If you couldn't tell, this is an episode I want to hate. After enduring an entire season of pain, it's tough to start out with all of the main characters in misery yet again. But, I can't hate the episode, because it's so beautifully done. The battle scenes are perfect, short, coherent, and brutal, a clear and concise viewing of the final defeat of the Jacobites. Sam Heughan in particular gets a gold star for this one, giving Jaime such depth even as he barely says any lines. You can see Jaime's brokenness, his hopelessness as he lays in the field and the barn, both waiting for death and welcoming it.

Speaking of death, I have to say that the death of Black Jack Randall was a thing of absolute beauty and such a poignant message. In the first half of season 2, Jaime was obsessed with revenge, felt alive again at the thought of watching Randall die. As a viewer, you feel the same way as Jaime, desperate to watch Randall die and finally pay for all of his many sins. And after all that, his death is absolutely meaningless, both to you and Jaime. Randall is just another solider on a field of death. Jaime doesn't kill him so much as Randall just falls down onto him. At the end of the battle, for all of their hatred and animosity, they are just two men slowly dying on a battlefield. The message is so powerful and reinforces what Jaime learned at the end of the Paris arc. Randall's death and Jaime's revenge is meaningless, because Claire is gone. It was such a great way to conclude the arc because at the beginning of the series, Randall is someone who haunts Jaime's memories. Upon his death, Randall has no meaning to him.

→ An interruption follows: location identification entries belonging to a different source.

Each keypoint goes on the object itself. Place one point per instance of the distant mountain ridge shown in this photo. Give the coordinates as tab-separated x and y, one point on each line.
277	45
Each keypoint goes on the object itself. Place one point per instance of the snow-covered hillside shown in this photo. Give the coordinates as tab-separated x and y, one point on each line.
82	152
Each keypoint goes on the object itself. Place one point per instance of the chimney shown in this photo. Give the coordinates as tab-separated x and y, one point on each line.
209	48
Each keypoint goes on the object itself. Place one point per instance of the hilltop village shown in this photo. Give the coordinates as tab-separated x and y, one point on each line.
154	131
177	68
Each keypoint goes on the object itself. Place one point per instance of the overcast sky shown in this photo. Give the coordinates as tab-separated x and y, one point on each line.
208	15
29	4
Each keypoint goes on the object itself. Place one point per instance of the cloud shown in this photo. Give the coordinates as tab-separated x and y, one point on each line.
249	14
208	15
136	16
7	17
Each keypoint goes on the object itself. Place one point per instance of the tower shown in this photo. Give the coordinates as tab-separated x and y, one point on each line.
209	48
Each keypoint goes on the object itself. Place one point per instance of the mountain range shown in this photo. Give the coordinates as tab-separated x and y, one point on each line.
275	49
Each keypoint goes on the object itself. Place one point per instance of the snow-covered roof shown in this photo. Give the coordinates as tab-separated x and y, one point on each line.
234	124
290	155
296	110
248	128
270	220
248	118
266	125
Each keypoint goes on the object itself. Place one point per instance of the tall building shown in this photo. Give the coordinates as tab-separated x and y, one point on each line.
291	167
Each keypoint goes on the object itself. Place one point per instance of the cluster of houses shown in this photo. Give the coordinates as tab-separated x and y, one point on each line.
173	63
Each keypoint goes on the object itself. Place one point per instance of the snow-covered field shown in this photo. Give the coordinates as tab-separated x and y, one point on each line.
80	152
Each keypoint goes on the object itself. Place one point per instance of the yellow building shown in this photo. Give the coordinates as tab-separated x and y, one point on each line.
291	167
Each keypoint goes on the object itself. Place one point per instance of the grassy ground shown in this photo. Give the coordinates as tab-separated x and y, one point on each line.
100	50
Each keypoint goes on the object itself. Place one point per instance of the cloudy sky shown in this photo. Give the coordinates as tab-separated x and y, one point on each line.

And Claire, well her's and Frank's story I find to be more the interesting of the two though maybe less emotionally moving. Outlander should get a ton of credit for its consistency since the problem in Claire and Frank's marriage are the same types of problems that you see in the first episode of the series from 1945. The two have feeling for each other, but they just lack that connection, that spark, that you see with Jaime and Claire. It was always there, that gap, that lack of intimacy, but now it's even worse. You know already that the relationship is not sustainable because Frank is mindful of Claire's adventure and just wants to move past it, like it never happened. That was never going to be possible because Claire is a different person than she was in 1945. We as the viewer have seen all that Claire went through, being captured, beaten, losing a child, harassed by soldiers, raped by the King of France, on the front lines of the Jacobite rebellion etc. You see first hand that Claire is never going to be able to live the life of a dutiful housewife, that she is never going to be able to connect with a man that is unable to accept and engage with the experience that Claire has undergone. It's the first time in the series that I think the idea of someone being "whole" comes into play, and is definitely something the show engages with moving forward. You can see that Frank does love Claire, and I do think that Claire has feelings for him as well, but Frank cannot accept all of Claire, cannot reconcile the fact that she is a different person than the one he took to Inverness in 1945.

It's these complexities that make this episode and the series as a whole so powerful and so engaging. It is hard to continually watch the characters be put through such endless misery, but you keep doing so due to the quality of the product that gets put out.